Es braucht selbstverständlich eine gewisse Offenheit als moderner, naturwissenschaftlich geschulter Mensch, um solches nicht gleich als Spinnerei oder Aberglaube wegzuschieben. Anthroposophische Geisteswissenschaftler sind sich dessen bewusst. Andererseits mögen viele religiöse Menschen den Gedanken, geistige Wesen zu „untersuchen“, als überheblich oder als gar nicht möglich betrachten. Dennoch gibt es Versuche, mit Bescheidenheit, Ehrlichkeit und Wahrheitssinn diesen Weg der Wissenschaft vom Geistigen zu gehen.

 

Für die Biodynamik ist eine differenzierte Herangehensweise bedeutsam.
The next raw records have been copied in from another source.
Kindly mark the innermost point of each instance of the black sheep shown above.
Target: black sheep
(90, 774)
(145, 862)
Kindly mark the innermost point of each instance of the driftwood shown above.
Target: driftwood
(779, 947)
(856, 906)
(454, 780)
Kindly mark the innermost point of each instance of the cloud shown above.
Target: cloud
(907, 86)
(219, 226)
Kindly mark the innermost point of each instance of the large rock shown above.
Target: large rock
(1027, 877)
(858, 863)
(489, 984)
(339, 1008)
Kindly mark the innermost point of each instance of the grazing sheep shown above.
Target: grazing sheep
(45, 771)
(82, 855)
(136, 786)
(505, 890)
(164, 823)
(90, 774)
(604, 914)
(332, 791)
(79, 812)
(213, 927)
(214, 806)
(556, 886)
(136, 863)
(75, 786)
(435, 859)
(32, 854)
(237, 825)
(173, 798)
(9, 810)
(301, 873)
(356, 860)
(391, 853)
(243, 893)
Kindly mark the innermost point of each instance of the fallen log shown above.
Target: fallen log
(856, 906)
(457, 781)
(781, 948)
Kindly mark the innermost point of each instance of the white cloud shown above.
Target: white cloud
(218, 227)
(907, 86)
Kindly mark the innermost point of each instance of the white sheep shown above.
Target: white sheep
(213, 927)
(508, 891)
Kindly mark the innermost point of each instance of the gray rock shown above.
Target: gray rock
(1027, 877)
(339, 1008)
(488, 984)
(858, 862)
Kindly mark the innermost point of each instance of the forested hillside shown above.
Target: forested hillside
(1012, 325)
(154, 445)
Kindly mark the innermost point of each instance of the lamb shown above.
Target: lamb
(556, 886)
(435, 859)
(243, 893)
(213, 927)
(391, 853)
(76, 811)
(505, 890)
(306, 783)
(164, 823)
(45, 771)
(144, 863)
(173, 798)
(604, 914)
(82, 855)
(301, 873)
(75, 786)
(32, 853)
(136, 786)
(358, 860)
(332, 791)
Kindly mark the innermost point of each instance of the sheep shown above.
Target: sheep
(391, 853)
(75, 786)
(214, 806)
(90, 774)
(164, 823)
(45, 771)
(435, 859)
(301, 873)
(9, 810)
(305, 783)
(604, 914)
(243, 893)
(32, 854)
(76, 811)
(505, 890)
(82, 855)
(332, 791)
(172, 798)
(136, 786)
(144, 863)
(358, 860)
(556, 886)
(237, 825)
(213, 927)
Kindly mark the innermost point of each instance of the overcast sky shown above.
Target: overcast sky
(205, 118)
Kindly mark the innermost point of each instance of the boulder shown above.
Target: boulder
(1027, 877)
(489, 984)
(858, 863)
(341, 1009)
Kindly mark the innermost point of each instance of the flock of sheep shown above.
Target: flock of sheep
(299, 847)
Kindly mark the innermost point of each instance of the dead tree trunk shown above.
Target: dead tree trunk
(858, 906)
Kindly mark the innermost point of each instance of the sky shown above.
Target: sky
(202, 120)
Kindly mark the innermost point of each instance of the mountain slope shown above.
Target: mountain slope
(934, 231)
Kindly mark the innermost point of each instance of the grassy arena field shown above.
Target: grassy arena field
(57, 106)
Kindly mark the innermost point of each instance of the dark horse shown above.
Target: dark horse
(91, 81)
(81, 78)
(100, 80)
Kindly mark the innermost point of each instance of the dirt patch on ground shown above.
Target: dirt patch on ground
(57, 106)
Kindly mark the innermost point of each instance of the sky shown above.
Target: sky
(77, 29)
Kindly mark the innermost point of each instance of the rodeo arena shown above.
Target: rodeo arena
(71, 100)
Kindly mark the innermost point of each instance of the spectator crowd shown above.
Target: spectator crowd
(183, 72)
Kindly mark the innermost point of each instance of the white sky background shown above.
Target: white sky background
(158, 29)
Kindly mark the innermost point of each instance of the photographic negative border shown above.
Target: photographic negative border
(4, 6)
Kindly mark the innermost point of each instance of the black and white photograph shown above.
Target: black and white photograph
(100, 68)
Oft kommen Menschen zur Biodynamik in der Hoffnung, dass sie eine ökologische Erweiterung der Landwirtschaft bietet. Das tut sie. Zudem lehrt die Biodynamik vieles, was in der Komplementär-Medizin auch gewusst, gelehrt und zielgerichtet eingesetzt wird: einen komplexen Kräftehaushalt von vielen ineinander verwobenen, meist unsichtbaren Kräften, die das Gesunde und Ungesunde bewirken. Diesen kennen zu lernen und effektiv zu handhaben, ist Aufgabe nicht nur des komplementär-medizinischen Therapeuten, sondern auch des Biodynamikers. Abschließend will diese Betrachtung auf eine wichtige erweiternde Perspektive hinweisen: „Hinter“ und in den Kräften des Universums und in der Natur leben und wirken wirkliche Wesenheiten, von „klein“ bis „groß“ mit differenzierten Aufgaben und Wirkungsweisen. Diese Wesen und ihre Wechselwirkungen mit „Kraft“ und „Stoff“ liegen am Anfang und Ende der Biodynamik.